1/4 cup flaxseed ****
1/8 cup sesame seeds
1/8 cup chia seeds
3/4 cup pumpkin seeds
1/8 cup sunflower seeds
1/8 cup pistachios
(can add other seeds, like caraway, hemp, etc. All seeds should be unsalted)
1 cup cornmeal
pinch regular salt
2 TBLE olive oil
1 cup boiling water
coarse salt (kosher) to sprinkle on top right before baking
Line cookie sheet (12 x 16– a half sheet) with parchment paper
Mix all seeds, cornmeal and salt in a bowl. Stir well and sprinkle in oil while stirring.

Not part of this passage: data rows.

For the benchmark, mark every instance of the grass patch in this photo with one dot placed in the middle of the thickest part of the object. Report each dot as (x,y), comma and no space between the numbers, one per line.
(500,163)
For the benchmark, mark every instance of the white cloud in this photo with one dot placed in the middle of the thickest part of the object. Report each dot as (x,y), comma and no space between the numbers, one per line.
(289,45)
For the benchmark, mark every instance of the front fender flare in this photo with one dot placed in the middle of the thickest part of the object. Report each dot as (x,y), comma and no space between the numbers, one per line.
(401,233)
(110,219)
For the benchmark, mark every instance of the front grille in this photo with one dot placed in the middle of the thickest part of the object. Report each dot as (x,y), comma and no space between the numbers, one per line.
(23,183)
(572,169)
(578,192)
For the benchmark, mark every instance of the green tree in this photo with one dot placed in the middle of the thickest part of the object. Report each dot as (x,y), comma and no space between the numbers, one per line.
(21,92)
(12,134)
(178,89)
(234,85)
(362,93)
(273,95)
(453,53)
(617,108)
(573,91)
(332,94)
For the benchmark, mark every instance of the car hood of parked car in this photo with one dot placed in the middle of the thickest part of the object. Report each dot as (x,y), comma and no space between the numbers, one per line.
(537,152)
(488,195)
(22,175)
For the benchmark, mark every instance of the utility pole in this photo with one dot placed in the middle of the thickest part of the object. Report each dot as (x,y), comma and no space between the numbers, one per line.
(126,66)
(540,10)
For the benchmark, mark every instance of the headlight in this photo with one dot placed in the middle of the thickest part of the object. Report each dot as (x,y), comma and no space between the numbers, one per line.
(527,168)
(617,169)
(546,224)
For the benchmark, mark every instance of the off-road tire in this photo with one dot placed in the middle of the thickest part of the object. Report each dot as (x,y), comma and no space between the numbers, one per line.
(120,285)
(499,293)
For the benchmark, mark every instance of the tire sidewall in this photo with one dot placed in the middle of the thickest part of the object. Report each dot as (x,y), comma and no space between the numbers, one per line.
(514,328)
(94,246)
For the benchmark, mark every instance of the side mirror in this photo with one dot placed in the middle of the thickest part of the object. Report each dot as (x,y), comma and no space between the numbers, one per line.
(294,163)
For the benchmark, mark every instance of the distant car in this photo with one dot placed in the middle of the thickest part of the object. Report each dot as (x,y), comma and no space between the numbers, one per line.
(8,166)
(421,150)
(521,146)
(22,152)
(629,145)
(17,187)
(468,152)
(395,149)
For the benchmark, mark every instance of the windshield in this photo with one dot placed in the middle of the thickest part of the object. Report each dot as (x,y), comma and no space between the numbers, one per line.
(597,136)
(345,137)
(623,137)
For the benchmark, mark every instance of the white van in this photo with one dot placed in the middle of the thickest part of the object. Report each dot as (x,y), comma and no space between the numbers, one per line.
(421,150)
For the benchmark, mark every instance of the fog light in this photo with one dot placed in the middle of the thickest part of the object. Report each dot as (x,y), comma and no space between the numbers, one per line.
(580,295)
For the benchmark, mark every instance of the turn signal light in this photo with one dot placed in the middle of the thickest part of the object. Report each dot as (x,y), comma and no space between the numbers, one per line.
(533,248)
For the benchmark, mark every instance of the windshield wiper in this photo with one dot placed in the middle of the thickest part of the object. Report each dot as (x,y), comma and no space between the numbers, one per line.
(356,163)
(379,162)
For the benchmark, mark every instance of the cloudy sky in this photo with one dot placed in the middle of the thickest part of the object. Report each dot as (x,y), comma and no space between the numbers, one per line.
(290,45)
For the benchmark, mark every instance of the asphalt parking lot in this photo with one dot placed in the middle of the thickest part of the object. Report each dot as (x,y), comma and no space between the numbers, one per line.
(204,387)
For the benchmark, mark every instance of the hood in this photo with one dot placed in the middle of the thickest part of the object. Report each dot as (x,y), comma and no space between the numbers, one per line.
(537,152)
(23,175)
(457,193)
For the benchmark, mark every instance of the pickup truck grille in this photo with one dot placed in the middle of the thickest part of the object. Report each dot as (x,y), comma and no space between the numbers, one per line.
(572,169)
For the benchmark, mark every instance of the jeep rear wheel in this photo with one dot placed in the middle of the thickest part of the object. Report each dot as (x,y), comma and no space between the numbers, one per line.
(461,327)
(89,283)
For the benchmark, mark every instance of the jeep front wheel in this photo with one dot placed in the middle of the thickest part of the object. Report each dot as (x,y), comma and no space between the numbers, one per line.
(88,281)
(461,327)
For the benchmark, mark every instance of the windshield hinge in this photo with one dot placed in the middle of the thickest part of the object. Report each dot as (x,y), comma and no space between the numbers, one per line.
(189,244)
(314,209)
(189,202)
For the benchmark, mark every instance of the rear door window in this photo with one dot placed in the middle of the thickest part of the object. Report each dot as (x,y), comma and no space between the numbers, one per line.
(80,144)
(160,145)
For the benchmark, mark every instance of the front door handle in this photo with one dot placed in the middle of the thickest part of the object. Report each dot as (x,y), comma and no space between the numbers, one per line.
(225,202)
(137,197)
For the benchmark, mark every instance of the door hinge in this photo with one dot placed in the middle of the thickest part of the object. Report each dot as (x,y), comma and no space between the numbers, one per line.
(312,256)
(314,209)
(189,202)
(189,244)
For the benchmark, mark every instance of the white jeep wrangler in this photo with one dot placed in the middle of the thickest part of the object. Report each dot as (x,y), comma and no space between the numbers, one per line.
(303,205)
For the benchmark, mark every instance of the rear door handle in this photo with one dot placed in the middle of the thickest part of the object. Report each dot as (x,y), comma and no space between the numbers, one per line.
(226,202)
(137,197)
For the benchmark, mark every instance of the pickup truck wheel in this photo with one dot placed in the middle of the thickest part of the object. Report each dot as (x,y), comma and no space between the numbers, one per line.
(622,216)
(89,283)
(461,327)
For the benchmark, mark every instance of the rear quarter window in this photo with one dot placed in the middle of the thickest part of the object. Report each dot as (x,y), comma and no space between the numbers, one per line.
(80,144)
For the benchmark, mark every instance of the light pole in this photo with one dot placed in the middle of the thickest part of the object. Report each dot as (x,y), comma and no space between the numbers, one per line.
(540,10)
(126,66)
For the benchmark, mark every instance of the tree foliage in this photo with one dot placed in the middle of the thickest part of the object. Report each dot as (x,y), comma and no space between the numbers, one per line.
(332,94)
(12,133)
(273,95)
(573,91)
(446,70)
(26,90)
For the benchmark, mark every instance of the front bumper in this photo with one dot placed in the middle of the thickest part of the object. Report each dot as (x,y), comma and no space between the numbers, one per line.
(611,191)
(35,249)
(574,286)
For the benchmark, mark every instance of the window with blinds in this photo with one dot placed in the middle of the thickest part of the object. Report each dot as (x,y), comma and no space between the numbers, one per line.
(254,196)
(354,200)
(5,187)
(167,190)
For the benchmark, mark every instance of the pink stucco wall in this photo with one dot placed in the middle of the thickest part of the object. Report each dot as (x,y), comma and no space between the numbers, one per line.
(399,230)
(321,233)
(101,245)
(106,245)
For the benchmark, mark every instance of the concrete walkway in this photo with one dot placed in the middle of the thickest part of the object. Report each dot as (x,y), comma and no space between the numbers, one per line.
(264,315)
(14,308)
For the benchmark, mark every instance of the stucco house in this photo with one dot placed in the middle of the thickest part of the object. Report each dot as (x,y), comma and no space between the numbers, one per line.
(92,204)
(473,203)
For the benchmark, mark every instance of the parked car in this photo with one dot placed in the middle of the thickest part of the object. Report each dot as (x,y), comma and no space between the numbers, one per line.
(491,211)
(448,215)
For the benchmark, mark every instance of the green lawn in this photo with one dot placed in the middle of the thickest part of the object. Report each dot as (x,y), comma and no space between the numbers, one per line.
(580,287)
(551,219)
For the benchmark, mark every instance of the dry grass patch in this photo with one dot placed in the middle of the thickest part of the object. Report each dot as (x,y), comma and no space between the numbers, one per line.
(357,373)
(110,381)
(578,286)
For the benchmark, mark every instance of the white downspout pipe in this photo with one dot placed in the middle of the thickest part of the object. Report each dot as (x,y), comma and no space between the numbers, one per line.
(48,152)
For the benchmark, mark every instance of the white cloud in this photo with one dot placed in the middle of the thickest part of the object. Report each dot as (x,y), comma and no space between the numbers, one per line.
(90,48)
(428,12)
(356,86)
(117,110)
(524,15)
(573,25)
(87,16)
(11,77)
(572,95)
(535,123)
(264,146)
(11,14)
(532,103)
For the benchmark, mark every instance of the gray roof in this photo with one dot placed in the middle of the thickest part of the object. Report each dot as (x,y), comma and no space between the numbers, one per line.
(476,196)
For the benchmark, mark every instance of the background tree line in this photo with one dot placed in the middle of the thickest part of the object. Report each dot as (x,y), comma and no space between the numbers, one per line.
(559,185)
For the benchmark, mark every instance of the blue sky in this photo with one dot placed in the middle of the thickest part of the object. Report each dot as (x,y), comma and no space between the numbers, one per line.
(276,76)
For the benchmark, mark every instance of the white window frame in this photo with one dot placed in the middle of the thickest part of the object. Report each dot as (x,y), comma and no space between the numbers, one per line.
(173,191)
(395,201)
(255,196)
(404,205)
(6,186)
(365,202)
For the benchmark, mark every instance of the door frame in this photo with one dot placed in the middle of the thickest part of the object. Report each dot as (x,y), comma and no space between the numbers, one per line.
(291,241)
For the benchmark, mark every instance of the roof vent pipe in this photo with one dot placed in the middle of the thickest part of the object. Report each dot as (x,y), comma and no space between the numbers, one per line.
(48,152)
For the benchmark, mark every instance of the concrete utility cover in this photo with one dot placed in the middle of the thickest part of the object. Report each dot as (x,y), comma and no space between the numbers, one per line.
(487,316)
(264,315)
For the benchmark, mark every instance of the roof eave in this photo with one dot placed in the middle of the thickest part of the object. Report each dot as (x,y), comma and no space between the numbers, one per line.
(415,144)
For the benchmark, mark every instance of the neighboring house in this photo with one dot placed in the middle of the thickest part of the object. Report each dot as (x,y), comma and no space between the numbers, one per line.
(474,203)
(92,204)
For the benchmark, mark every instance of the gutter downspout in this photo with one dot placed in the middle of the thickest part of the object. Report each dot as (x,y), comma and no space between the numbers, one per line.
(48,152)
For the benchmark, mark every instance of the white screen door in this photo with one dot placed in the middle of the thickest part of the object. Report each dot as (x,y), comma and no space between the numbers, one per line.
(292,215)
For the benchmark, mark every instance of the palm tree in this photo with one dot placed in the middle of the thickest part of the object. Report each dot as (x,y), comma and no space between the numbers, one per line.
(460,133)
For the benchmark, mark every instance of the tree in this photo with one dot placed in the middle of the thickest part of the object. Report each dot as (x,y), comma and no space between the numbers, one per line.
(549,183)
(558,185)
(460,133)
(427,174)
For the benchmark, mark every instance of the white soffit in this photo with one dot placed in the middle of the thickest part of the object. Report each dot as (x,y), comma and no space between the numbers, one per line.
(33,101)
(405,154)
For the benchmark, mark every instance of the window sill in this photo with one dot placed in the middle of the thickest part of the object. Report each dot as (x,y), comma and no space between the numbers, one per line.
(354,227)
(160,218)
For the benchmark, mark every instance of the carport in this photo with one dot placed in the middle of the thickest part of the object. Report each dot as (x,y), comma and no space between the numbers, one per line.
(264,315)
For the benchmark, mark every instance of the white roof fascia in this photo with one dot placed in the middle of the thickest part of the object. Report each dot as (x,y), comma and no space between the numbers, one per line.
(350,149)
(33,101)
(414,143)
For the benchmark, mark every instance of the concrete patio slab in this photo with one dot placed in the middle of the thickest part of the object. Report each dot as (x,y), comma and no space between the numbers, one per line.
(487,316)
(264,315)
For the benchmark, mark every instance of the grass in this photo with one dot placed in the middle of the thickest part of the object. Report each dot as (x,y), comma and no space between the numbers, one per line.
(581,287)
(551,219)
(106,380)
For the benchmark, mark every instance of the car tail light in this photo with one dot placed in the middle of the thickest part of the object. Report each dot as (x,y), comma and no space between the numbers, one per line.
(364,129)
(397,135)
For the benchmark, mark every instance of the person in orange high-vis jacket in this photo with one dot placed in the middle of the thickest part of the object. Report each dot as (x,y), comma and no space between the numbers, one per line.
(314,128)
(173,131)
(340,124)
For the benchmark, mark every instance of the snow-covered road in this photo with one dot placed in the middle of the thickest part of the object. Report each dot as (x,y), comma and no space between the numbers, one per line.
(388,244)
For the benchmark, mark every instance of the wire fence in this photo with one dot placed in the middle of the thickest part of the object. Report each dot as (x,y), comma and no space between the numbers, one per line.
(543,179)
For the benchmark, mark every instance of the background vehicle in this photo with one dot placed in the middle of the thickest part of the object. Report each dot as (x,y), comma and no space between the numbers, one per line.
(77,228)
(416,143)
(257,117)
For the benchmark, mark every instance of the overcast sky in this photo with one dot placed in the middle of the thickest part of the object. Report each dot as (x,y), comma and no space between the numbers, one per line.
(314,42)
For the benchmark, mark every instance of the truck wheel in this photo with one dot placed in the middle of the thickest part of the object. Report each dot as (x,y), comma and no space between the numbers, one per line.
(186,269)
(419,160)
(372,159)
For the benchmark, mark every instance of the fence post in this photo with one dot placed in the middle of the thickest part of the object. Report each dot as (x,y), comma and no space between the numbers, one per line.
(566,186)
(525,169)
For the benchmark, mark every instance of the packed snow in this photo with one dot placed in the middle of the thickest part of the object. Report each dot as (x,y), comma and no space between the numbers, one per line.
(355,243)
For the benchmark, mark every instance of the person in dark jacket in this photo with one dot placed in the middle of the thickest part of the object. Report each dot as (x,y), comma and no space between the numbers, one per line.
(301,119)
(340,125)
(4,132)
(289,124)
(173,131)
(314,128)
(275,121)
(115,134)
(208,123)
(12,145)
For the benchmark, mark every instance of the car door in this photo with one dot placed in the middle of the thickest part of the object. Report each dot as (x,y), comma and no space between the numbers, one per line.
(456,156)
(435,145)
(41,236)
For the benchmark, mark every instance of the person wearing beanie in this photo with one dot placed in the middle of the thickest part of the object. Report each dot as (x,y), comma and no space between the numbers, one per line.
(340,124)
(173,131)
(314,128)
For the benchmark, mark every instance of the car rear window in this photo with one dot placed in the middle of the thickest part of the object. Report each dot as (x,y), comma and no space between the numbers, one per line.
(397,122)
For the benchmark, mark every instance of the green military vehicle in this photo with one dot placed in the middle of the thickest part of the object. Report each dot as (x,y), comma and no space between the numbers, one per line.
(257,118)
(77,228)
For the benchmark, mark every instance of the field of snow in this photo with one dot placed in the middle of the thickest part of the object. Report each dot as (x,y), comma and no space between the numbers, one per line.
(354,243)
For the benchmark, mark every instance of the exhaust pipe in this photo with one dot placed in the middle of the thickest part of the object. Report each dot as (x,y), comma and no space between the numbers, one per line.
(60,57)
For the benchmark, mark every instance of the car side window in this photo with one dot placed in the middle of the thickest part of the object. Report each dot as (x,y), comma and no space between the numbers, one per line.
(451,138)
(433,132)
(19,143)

Pour water into dry ingredients as you would when making oatmeal. If it seems dry, add a bit of hot tap water.
Pour porridge onto the lined cookie sheet and use a silicone spatula to spread. If you don’t have one, oil your hands. Try to spread into even thickness and not have too many gaps.
Then sprinkle lightly with coarse salt before baking.
Bake in 300 degree oven for 80 minutes.
Let cool; then break up into irregular pieces. Serve with hummus or soft cheese.
*** Ann says this will be even more nutritious if you grind half of flaxseed. Leave the other half whole.